Pour ce premier match à élimination directe, les danois affrontaient le Pays de Galles de Gareth Bale. Durant le premier quart d’heure, alors que l’on pense les hommes de Kasper Hjulmand favoris, ces derniers sont totalement dépassés. Les gallois font plus que faire face à leur adversaire du jour et les mettent en danger à de nombreuses reprises. La réaction ne se fait pas attendre et le sélectionneur danois décide de changer de système. Comme face à la Belgique, Andreas Christensen est replacé milieu défensif et la défense à 3 devient une défense à 4.

A partir de ce moment, le Danemark va dynamiter son adversaire. Kasper Dolberg, qui a peu joué lors de la phase de poule, vient confirmer que tous les joueurs sont prêts à répondre présent. Au terme d’une action de classe mondiale, orchestrée par les flamboyants Mæhle et Daamsgard, le niçois marque le premier but de la rencontre. Bien aidée par une relance catastrophique de la défense adverse, il s’offre un doublé et porte le score à 2-0. En fin de match, l’inépuisable Mæhle inscrit son second but de la compétition avant que Braithwaite ne vienne infliger le coup final, du gauche.
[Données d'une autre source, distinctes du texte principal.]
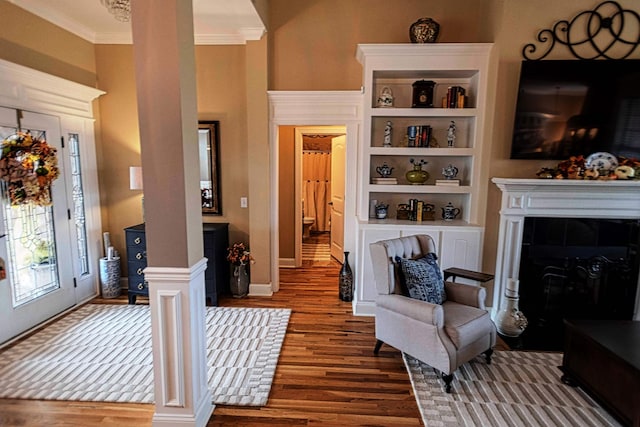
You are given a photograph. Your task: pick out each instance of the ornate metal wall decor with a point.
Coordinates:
(592, 34)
Le score est sans appel : 4-0.

Rien n’est jamais simple

En 1/4 de finales, le Danemark affronte la République Tchèque au sein d’un match qui réunit les deux belles surprises de la compétition, même si les attentes sont plus élevées pour les scandinaves, que l’on a vu très impressionnants. Sous 30 degrés, et devant le peu de spectateurs du Stade Olympique de Bakou, les 22 acteurs ont disputé une rencontre difficile. C’est le match où l’on aura le plus vu les hommes de Kasper Hjulmand en difficulté, par le contexte d’une part, mais surtout à cause des tchèques. Cela, malgré l’ouverture du score dès la 5ème minute de jeu sur un corner où Thomas Delaney se trouve étonnamment seul, et malgré le but du break inscrit par Kasper Dolberg servi par un petit bijou technique de Joakim Mæhle juste avant la pause. Au retour des vestiaires, l’entrée de Michael Krmencik change la physionomie du match et très vite, Patrick Schick trouve le chemin des filets pour la cinquième fois dans cet Euro, faisant de lui le meilleur buteur de la compétition, à égalité avec Cristiano Ronaldo.
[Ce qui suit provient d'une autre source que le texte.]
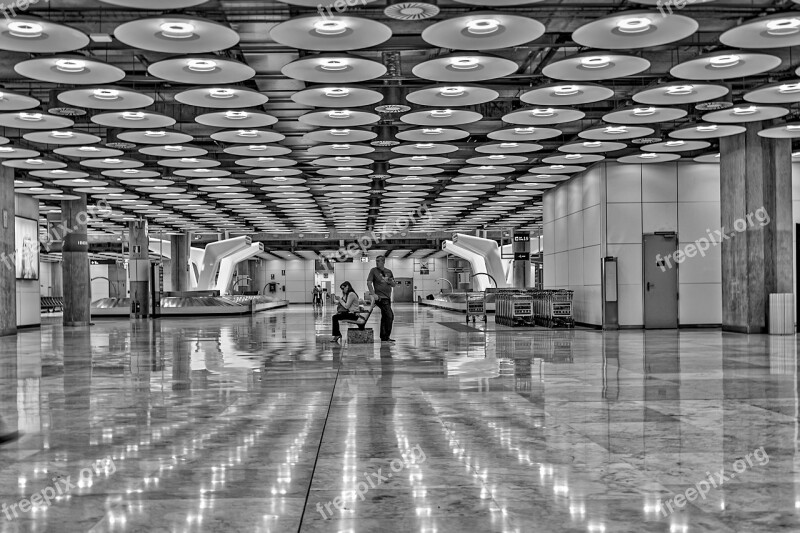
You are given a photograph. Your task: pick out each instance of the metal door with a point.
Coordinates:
(404, 291)
(660, 281)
Il permet à son équipe de revenir à un but d’écart. Les danois souffrent, et même si Yussuf Poulsen fait une belle entrée en jeu, il est le symbole de la difficulté que rencontre les danois, contraint de jouer bas face aux assauts des coéquipiers de Tomas Soucek. Le Danemark recule, subit, et ne sortira que très peu de son camp lors du dernier quart d’heure. Finalement, le verrou ne saute pas et les Rouges et Blancs peuvent exulter. Au cours de cette rencontre, le Danemark réalise son match avec le moins de tir tenté, et se place même derrière son adversaire du jour en terme d’XG (2.1 vs 1.74). Le match fut équilibré, il aurait pu tourner d’un côté comme de l’autre.
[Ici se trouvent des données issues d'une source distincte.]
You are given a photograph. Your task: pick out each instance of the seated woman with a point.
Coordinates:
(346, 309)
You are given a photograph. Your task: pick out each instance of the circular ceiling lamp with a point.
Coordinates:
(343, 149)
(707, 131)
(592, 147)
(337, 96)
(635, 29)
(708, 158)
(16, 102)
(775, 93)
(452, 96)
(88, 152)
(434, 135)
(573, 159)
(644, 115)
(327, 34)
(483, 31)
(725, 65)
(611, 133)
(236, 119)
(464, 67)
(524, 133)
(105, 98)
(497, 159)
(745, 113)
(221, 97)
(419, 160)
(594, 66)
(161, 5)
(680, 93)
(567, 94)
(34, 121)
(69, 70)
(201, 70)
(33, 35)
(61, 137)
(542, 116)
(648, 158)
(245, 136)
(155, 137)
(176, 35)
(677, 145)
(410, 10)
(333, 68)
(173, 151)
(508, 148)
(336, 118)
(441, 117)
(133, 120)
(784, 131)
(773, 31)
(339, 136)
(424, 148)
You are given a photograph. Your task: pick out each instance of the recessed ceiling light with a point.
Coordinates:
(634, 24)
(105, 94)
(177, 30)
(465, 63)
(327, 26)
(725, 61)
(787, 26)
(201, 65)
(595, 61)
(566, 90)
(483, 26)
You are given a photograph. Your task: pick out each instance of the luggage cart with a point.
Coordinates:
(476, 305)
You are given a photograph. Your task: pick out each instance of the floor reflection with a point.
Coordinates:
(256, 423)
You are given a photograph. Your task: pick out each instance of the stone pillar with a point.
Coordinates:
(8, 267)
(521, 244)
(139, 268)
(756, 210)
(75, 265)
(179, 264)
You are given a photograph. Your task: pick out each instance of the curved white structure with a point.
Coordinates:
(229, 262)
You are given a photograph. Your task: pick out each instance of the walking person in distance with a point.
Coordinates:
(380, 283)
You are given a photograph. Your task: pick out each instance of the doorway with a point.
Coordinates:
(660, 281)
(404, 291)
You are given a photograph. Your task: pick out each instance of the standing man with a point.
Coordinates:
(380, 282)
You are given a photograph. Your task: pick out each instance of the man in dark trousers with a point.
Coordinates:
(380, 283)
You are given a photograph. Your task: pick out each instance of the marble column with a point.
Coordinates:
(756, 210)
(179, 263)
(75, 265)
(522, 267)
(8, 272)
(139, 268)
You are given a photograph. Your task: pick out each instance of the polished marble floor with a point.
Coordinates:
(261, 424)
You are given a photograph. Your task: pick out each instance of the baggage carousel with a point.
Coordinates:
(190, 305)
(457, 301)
Bientôt un mois après les terribles images de Christian Eriksen, le Danemark est toujours en lice et espère bien accrocher une place en finale. En délivrant l’un des jeux les plus séduisants de la compétition, et à cause des évènements, le Danemark a réussi à créer ce petit quelque chose à propos duquel il est difficile de poser des mots. Une équipe est née, et elle compte bien aller chercher des résultats encore plus historiques.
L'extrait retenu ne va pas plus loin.